What are Stacked 3D ICs?

Just like any big city, electronics is evolving with great rapidity, such that both are running out of open space. The net result is a growth in the vertical direction. For a city, vertical growth promises more apartments, office space, and people per square mile. For electronics, there is the slowing of Moore’s law and the adoption of new advanced technology. That means chip developers cannot increase density and speed from shrinking processes and smaller transistors. Although they can increase the die capacity, this suffers from longer signal delays that reduce yield. That limits the expansion in X-Y directions, which means the only option remaining is building upwards.

Among the many established forms of vertical integration, there are 2.5D ICs, flip-chip technology, inter-die connectivity with wire bonding, and stacked packages. However, all these suffer from constraints that limit their value. Three-dimensional integrated circuits or 3-D ICs offer the highest density and speed.

Three-dimensional ICs are monolithic 3-D SoCs built on multiple active silicon layers. These layers use vertical interconnections between the different layers. So far, this is an emerging technology and has not been widely deployed. Furthermore, there are stacked 3-D ICs with multiple dies that manufacturers have stacked, aligned, and bonded into a single package. They use TSVs or through silicon vias, and a hybrid bonding technique to complete the inter-die communication. Stacked 3-D ICs are now commercially available, offering an option for larger dies or migration to leading-edge nodes that are very expensive.

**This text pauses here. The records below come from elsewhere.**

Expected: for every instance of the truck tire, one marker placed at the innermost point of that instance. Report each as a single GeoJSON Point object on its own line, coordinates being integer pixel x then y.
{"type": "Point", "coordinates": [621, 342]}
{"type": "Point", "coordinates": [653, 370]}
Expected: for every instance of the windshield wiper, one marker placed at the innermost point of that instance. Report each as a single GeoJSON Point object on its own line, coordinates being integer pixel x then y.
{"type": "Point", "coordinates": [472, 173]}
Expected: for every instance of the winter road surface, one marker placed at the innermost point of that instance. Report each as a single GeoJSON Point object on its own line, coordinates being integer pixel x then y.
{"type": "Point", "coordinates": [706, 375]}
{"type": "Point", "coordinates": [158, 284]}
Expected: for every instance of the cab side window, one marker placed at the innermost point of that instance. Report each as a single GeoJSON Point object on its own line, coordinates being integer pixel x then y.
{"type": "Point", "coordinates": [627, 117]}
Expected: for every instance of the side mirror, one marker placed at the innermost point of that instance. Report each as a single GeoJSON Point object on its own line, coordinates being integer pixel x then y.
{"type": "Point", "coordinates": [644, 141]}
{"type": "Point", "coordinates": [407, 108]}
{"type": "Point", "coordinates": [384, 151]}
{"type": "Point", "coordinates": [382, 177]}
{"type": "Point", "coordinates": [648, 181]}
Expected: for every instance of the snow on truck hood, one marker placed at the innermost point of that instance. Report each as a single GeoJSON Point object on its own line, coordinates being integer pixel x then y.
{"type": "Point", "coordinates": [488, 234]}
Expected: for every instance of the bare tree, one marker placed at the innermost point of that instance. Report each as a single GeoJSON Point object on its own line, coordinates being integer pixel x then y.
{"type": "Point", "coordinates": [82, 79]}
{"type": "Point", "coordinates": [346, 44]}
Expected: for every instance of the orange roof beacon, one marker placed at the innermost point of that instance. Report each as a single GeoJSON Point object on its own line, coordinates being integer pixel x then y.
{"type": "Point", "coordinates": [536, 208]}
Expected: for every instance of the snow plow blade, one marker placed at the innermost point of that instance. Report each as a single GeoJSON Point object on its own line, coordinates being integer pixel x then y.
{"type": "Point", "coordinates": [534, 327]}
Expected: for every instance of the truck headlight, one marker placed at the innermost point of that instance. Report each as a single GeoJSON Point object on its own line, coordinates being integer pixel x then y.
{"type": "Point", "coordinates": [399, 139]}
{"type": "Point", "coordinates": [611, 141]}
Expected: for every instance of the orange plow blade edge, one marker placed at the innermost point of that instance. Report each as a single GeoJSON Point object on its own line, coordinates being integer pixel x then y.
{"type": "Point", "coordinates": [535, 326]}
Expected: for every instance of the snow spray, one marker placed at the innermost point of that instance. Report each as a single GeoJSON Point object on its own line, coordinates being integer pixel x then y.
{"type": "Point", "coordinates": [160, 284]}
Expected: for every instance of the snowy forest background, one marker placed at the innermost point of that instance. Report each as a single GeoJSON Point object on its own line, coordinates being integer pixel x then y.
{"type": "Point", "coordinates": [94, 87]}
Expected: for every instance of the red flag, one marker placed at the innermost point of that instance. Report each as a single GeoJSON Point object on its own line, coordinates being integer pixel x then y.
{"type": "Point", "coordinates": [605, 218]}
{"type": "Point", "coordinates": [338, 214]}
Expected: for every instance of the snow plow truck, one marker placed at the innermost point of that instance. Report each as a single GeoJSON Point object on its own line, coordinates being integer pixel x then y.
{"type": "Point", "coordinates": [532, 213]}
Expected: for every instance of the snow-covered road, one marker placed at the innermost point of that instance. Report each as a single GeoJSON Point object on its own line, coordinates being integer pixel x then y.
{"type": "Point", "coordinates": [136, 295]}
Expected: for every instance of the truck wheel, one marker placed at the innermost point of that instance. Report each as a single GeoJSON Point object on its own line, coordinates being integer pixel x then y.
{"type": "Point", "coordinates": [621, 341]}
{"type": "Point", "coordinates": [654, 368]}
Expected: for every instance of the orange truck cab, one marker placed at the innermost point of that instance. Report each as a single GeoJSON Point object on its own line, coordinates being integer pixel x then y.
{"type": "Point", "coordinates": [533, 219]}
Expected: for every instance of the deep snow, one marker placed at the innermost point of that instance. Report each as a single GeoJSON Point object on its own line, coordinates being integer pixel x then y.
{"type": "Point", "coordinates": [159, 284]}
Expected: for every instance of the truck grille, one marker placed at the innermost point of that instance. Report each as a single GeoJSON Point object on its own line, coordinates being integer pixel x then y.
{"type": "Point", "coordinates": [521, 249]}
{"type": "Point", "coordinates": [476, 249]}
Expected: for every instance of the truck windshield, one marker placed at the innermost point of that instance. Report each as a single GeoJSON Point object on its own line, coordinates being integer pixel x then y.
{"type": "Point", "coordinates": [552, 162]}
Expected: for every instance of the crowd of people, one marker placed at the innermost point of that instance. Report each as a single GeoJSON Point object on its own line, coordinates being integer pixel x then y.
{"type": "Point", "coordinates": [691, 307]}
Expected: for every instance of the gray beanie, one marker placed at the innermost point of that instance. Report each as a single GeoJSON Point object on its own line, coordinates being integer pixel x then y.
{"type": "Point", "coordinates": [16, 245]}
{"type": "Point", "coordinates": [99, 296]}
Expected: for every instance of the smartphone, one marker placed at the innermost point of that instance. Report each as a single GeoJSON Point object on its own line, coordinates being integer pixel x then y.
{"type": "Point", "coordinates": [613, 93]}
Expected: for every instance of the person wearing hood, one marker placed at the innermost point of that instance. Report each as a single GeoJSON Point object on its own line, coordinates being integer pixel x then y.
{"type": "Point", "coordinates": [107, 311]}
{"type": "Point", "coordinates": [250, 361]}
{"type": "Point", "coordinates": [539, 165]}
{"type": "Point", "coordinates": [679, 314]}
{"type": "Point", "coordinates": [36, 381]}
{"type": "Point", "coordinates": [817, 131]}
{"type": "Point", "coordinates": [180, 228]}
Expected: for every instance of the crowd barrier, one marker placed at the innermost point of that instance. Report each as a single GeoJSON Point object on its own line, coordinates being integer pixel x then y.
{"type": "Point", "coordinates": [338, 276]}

Stacked 3-D ICs offer an ideal option for applications requiring more transistors in a given footprint. For instance, a mobile SoC requires high transistor densities but has limits on its footprint and height. Another example is cache memory chips. Manufacturers usually stack them on top of or below the processor to increase their bandwidth. This makes stacked 3-D ICs a natural choice for applications that are on the limits of a single die.

Vertical stacking offers a smaller footprint with faster interconnections compared to multiple packaged chips. Rather than a single large die, splitting it into several smaller dies provides a better yield. For the manufacturer, there is flexibility in stacking heterogeneous dies, as they can intermix various manufacturing processes and nodes. Moreover, it is possible to reuse existing chips without redesigning them or incorporating them into a single die. This offers a substantial reduction in risk and cost.

Although there are numerous benefits and opportunities from the use of stacked 3-D ICs, they also introduce new challenges. The architecture of 3-D silicone systems needs a more holistic approach, taking into account the third dimension. It is not sufficient to think of 3-D ICs only in terms of 2-D chips stacked on top of each other. Although it is necessary to optimize power, performance, and area in the familiar three-way approach,  the optimization must be in every cubic millimeter rather than in every square millimeter. All tradeoff decisions must take into account the vertical dimension also. This requires making the tradeoffs across all design stages, including IP, architecture, chip packaging, implementation, and system analysis.